Cement production for use in construction accounts for 8% of global carbon emissions - larger than any single country bar the US and China. Although cement’s carbon intensity has fallen by 18% since 1990, the best available technologies and practices are not yet widely adopted. In the meantime, global cement demand has tripled, driven by rapid urbanisation and infrastructure for economic growth.
The last few decades have also seen the emergence of blue-green infrastructure through the introduction of sustainable urban drainage systems (SuDS), green roofs/walls and latterly landscape scale solutions that serve to capture carbon as well as reduce flood risk. However, whilst inspiring examples have been created, the speed and scale of uptake on the UK’s infrastructure networks and cities have been hampered by misaligned planning policy, utility regulation and market intervention to de-risk uptake of less established designs.

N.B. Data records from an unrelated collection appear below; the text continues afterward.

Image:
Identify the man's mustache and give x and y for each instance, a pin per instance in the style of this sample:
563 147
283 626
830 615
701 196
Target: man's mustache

By April 2019 the Committee on Climate Change will advise government on how and by when the UK can effectively eliminate carbon emissions from the economy, including whether to accelerate the current 2050 target (an 80% reduction on 1990 levels). In so doing it will propose the steps required and the associated costs and benefits across all sectors in the context of global technological transformation.
In encouraging the work to consider and test the further actions required for the next 30 years, the IPCC highlights six “feasibility factors”: environmental/natural resource feasibility, technological feasibility, economic feasibility, social/cultural feasibility, institutional feasibility and geophysical feasibility. More specifically for the UK’s infrastructure system, achieving the unprecedented scale of change required may perhaps revolve around two dynamics:
Firstly, an unprecedented level of collaboration, with the progressive evolution of policies for regulated and unregulated markets to enable the best technologies, ideas and business models to be shared and adopted. Collaboration would also enable the rate of decarbonisation to be locked in and ideally amplified through a system of systems approach, for example the interplay between power generation, battery storage and energy use in fully electrified transport systems.
Secondly, unprecedented asset optimisation, on a whole-life basis. This would encompass our mixed assets of grey and blue-green, ageing and new infrastructure. New ways of valuing and trading will have a part to play here such as the recognition of carbon and natural capital/environmental net gain in accounting and investment decisions. Controls, automation and other smart technologies that improve the capacity and longevity of our roads, railways, utilities will also enable this - as long as the systems are optimised with carbon emissions in mind.
Chris Fry is director, infrastructure and regeneration at Ramboll, and a member of the advisory board of the Environmental Industries Commission.